Lehrer können diese Probleme nicht alleine lösen. Schulleiter Hans-Werner Rieck: "Die BBS stellt für junge Menschen eine wichtige Weiche auf dem Weg zwischen Schule und Beruf dar. Die Berufsvorbereitung ist oft die letzte Chance zur Eingliederung benachteiligter Jugendlicher." Die Schulsozialarbeit der beiden Fachkräfte verläuft erfolgreich, betont Rieck und hebt die präventive Ausrichtung des Projekts hervor.
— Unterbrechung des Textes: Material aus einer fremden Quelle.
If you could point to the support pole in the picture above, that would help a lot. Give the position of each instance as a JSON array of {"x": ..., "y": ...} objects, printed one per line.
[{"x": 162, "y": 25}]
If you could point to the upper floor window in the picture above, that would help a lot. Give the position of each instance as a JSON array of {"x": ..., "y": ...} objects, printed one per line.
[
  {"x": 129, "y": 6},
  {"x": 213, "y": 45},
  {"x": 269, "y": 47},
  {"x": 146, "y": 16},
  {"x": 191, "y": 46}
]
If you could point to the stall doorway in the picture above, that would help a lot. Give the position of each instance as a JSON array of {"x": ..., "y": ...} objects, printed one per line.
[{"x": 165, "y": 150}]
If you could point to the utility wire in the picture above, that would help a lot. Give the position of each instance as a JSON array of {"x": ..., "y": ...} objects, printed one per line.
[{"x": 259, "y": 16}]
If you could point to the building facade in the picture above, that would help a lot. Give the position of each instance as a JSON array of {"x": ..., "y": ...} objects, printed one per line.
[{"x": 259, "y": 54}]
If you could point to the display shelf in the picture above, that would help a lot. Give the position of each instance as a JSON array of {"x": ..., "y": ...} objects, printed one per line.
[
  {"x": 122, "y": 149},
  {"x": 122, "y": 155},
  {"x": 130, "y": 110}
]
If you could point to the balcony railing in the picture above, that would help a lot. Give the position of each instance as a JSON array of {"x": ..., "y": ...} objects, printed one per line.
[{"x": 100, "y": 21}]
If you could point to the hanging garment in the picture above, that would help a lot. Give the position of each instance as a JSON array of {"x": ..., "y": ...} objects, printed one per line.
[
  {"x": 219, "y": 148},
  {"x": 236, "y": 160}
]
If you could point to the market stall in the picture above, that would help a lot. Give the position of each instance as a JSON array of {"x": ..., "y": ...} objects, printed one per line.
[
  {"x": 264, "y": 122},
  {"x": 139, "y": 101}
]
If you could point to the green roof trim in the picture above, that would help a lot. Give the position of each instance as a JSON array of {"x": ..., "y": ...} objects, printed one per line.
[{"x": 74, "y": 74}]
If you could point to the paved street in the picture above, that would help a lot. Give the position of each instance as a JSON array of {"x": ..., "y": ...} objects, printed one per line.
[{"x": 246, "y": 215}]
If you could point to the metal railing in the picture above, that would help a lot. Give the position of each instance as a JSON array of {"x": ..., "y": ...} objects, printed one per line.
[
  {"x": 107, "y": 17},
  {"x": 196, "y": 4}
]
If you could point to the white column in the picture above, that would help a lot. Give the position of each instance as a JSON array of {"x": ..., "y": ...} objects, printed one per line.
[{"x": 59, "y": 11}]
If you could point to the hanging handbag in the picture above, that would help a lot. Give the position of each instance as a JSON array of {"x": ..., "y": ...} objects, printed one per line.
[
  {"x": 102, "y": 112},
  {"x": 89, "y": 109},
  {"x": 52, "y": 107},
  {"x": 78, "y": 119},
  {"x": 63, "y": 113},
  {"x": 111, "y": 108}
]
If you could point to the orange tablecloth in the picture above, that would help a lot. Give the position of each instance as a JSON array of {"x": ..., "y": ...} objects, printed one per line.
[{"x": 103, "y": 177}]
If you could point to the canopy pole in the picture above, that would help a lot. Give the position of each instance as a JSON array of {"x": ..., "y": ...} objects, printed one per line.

Nach einem spezifischen pädagogischen Konzept sollen die benachteiligten Schüler individuell gefördert und zur Berufsreife geführt werden. Die Schulsozialarbeit setzt an verschiedenen Stellen an. Dazu zählen unter anderem die Anleitung zum regelmäßigen Schulbesuch sowie Angebote zum Hinführen an die Berufsreife und zum Berufseinstieg, etwa als Bewerbungstraining, Praktikumsbegleitung oder der Suche nach Lehrstellen.

Der Kreis Ahrweiler unterstützt die Schulsozialarbeit mit 22 000 Euro. Diese Zusage hat Landrat Jürgen Pföhler dem BBS-Team gegeben, darunter Schulleiter Hans-Werner Rieck und Lehrer Hans-Jürgen Stratmann, der zugleich der Vorsitzende des BBS-Fördervereins ist. Das Geld fließt größtenteils als Personalkostenzuschuss an die beiden Fachkräfte des pädagogischen Projekts.  (tf)

Rhein-Zeitung - Ausgabe Bad Neuenahr-Ahrweiler vom 24.01.2007, Seite 12.